At the Sustainable Development Summit in New York last week, the question of progress toward existing climate finance targets was once again a key point of debate. While mobilizing the USD 100 billion per year that developed countries have agreed to provide to developing countries by 2020 will not meet the climate challenge by itself, it is currently the primary political benchmark for assessing progress on climate finance.

Improving understanding of different stakeholders’ perspectives on what counts towards the USD 100 billion commitment could improve the chances of reaching an agreement. That’s why Climate Policy Initiative’s latest paper, written with Overseas Development Institute (ODI), and World Resources Institute (WRI), aims to untangle the key issues arising in debates about “what counts”, and provide an approach to classifying climate finance in politically relevant ways that can facilitate discussion.

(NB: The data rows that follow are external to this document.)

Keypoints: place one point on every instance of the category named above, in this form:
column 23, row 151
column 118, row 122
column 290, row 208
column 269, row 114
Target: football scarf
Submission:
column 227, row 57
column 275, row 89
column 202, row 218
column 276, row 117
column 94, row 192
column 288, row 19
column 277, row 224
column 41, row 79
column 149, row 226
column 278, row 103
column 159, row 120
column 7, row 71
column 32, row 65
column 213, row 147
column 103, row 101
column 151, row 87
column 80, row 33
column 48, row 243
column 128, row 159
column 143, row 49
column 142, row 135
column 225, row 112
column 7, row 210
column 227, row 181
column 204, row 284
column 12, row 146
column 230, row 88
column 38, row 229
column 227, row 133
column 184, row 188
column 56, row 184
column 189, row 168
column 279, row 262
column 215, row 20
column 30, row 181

The paper takes no position on what should count towards the $100 billion. It leaves interested parties to draw their own conclusions. We feel it can help at this point in the lead up to Paris because:

  • It distills the debate into five main issues and defines and explores each in depth. They are: 1) Motivation; 2) Concessionality / source (an imperfect but useful conflation); 3) Causality; 4) Geographic origin; and 5) Recipient.
  • It represents each issue in “onion diagrams” organizing different categories into concentric circles according to political consensus. The closer to the center a category is, the more notional consensus there is among stakeholders that it should count toward the goal.

The paper ends by pulling all five variables together into diagrams like the one below that summarize the debate and help interested parties define and discuss what they feel should count.


This paper does not attach quantitative estimates to the various categories of flows. This was a deliberate decision. While quantifying flows associated with the various layers and rings of each “onion” diagram is an essential step for future work, we hope that, by encouraging stakeholders to discuss the principles behind their views before focusing on the numbers, this paper may help to de-politicize these debates and support deeper reflection on underlying assumptions and preferences.

Allocating numbers to these flows will, in any case, be a challenge. Poor data quality and availability remain an issue for some variables as do accounting issues that affect how flows of climate finance are being counted by different countries and organizations.

While this paper does not provide definitive solutions on what should count towards the USD 100 billion, it supports deeper reflection on the assumptions and preferences that often underlie international climate finance negotiations. Such reflection may help to de-politicize these debates while fostering better mutual understanding of perspectives.

We also believe the insights highlighted in this paper can also facilitate constructive discussion in other ongoing debates on financing for development, what counts as official development assistance and others. The global community and by extension all countries could benefit from more common understanding.